SDN allows network topologies to be defined via software. Think of it as using “digital wires” to interconnect the network. SDN enables the decoupling of the system that makes decisions about where traffic is sent, called the “control plane”, from the underlying systems that forward traffic to the destination, called the “data plane.” The key benefit here is that ease in changing network topology. The first network area to really benefit from SDN is called the vGI-LAN. That’s the IP network between the packet gateway and the public Internet. It’s also the natural starting place for this type of network evolution.

NFV is related to SDN and allows network functions such as the evolved packet core Mobility Management Entity (MME) or Packet Data Network Gateway (PGW) to be virtualized and “freed” from the underlying dedicated hardware, and to run on commodity systems. This is of course the overwhelming trend in enterprise and Internet computing; and it’s been fundamental to the amazing growth of offerings such as Amazon Web Services.
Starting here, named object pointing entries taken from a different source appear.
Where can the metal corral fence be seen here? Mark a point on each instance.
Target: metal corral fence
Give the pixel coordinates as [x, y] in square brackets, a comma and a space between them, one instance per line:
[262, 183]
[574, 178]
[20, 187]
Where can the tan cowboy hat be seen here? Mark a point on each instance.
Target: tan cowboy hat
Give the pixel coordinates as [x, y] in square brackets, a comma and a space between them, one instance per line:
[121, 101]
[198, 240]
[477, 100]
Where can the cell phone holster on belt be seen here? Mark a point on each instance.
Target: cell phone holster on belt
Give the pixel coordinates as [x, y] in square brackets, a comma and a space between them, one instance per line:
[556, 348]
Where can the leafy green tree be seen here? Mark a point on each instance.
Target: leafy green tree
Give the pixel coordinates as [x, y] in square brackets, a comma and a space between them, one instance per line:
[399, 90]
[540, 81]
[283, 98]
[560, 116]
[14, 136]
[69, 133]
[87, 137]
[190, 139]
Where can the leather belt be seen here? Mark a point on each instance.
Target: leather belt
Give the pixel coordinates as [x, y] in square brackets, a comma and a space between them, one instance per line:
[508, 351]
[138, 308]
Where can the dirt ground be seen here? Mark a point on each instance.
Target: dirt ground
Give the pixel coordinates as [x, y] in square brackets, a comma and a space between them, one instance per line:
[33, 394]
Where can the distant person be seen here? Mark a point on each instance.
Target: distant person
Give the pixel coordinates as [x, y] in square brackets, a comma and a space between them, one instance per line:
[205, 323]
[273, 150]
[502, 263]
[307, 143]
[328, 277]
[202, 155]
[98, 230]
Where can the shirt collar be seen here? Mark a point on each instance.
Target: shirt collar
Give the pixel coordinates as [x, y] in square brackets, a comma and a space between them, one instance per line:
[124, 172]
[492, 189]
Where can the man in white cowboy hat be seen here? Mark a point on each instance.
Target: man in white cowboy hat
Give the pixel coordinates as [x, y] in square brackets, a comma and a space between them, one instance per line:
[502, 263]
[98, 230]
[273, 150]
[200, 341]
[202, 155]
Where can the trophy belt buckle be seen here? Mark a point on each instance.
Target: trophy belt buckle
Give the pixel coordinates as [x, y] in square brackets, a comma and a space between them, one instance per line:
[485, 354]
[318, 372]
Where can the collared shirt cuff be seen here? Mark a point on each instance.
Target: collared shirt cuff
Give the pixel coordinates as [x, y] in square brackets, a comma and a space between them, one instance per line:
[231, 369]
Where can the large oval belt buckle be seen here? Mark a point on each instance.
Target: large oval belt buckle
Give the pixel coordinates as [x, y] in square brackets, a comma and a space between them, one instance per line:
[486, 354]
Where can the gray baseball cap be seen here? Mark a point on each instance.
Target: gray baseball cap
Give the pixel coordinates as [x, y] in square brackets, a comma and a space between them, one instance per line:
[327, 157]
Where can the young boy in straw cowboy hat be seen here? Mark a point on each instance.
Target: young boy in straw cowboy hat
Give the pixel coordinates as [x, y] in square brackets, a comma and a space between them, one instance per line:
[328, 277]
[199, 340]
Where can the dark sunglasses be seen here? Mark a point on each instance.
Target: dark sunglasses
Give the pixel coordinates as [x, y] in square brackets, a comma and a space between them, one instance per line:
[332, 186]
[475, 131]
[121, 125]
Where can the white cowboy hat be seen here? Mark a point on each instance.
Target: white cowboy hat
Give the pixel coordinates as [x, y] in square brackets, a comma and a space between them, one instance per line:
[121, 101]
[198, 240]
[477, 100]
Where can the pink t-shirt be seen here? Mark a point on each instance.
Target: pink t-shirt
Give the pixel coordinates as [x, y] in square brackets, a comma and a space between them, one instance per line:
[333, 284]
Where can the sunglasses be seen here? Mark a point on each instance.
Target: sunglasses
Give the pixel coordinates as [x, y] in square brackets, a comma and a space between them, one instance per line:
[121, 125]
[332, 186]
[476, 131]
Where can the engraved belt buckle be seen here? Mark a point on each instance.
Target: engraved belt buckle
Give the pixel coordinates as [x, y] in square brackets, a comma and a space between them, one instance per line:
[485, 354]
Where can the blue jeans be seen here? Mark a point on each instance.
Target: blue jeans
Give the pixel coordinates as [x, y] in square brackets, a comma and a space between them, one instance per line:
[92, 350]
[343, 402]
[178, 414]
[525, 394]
So what does this mean for operators who adopt the trend? With SDN or NFV virtualization, operators can:

  • Quickly implement improvements, changes, and even rollout new services in totally new ways
  • Rapidly align the network with current business priorities—and without lengthy multi-year projects
  • Experiment with new services and changes on a sub-section of their subscriber base, in the same manner that web companies such as Amazon.com and Facebook do.
  • Transition—likely slowly at first—from “waterfall” development, which is characterized by much longer lead times than Agile development.

Operators can also adopt the “DevOps” model used by many Internet companies, which closely aligns the roles of software development with production IT.

Traditionally IT teams have managed Operation System Support (OSS) and Business Support Systems (BSS) functions, and network teams have managed the core network. With virtualization, these lines are blurring. Because the increasing majority of network functions will be virtualized in commodity hardware housed in data centers, the bulk of network management might actually be controlled by IT. That’s a big change!

For vendors, this can only be positive news. Sales cycles will likely be shorter, and new opportunities for software companies to provide technology to the operators will proliferate. So it’s important that vendors in this space adapt, as well, and speak this Agile language.

SDN- and NFV-based deployments promise powerful capability for quick network evolution. Devicescape’s Wi-Fi Service Platform is built from the ground up using virtualization and can easily integrate into the NFV model. It’ll be interesting to see where the adoption of Agile processes take the network.